With so many wheel sizes, you might be wondering which one is best for you. You're not alone. Read on to learn a bit more about each option, and why it may—or may not—suit your needs.
Long considered the standard wheel size in the mountain bike industry, 26 inches is likely the size of the wheels you have on your mountain bike, unless you actively sought out something different.
The advantages: 26-inch wheels offer unmatched maneuverability. Why? Because virtually all advancements in mountain bike geometry and technology have been modeled off of 26-inch wheels. It’s true, the 26-inch-wheel bike has been evolving for many, many years and because of that, its front-center/rear-center balance is ideal. Unfortunately, you can’t just change the wheel size and expect the established 26-inch standards to work. Therefore, 29-inch-wheel bikes still have some developing to shorten the chainstay in order to obtain optimal handling.
The disadvantages: It’s been said that the existing 26-inch wheel size may have been chosen a bit arbitrarily. In fact, the 26-inch standard was created before mountain bikes came into the picture. There’s a reason larger wheel sizes are gaining traction, and that’s because they might be better suited for some riders. Research your options and go for a ride on a couple different sized wheels before you commit to one.
Gaining major momentum, 29-inch-wheels are expected to become the prevailing wheel size for most mountain bikes with five inches of travel or less.

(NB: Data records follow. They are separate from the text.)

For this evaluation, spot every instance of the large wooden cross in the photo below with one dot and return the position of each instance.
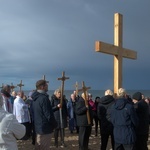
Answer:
(44, 78)
(117, 50)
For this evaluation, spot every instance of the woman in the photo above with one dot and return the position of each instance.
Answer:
(10, 129)
(56, 106)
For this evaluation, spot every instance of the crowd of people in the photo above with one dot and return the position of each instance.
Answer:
(123, 118)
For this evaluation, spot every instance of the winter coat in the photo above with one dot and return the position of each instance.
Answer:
(103, 112)
(10, 131)
(55, 101)
(81, 113)
(125, 121)
(44, 120)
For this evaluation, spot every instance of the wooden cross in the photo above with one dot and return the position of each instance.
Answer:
(61, 103)
(44, 78)
(12, 87)
(84, 89)
(62, 85)
(76, 87)
(2, 86)
(117, 50)
(20, 85)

The advantages: Bikes with 29-inch wheels—commonly called “29ers”—can ride over anything. OK, maybe not everything, but it sure feels like it! I’ve marveled in disbelief after riding over logs and other obstacles that slow me down or stop me in my tracks on my 26-inch steed. Wondering how? The obstacle hits the rim of the 29er at a lower point, making it easier to roll up and over. Other advantages include maintained momentum, reduced rolling resistance and increased stability from a longer wheelbase.
The disadvantages: Regrettably, that longer wheelbase also reduces the bike’s maneuverability. As mentioned before, 29er chainstays need to be longer in order to fit a larger wheel on the frame. Longer chainstays result in not-so-ideal handling. Other shortcomings consist of a somewhat heavier wheel mass and slower acceleration from a complete stop.
Around, but ignored, for a long while, the middle child of 26- and 29-inch mountain bike wheels has people talking these days. As a wider selection of 27.5-specific components become available, the mountain biking industry—and the mountain bikers themselves—are taking notice.
The advantages: Advocates of 27.5-inch wheels—sometimes called 650B—state that they offer the same roll-over qualities as 29ers, without compromising maneuverability. They also allow shorter riders who might not feel comfortable on 29-inch wheels the chance to experience a bigger sized wheel. What’s more, you can have longer travel than a 29er without compromising geometry.
The disadvantages: At the moment, there is a limited selection of tires, wheels and forks to pick from. In addition, some industry insiders don’t see 27.5-inch wheels as a big enough performance benefit over 29-inch wheels to justify their rise in popularity.
So, what tire is best for you: 26-inch, 27.5-inch or 29-inch? To answer that question, you must take into consideration who you are as a rider, what terrain you most often frequent and what you want out of your bike.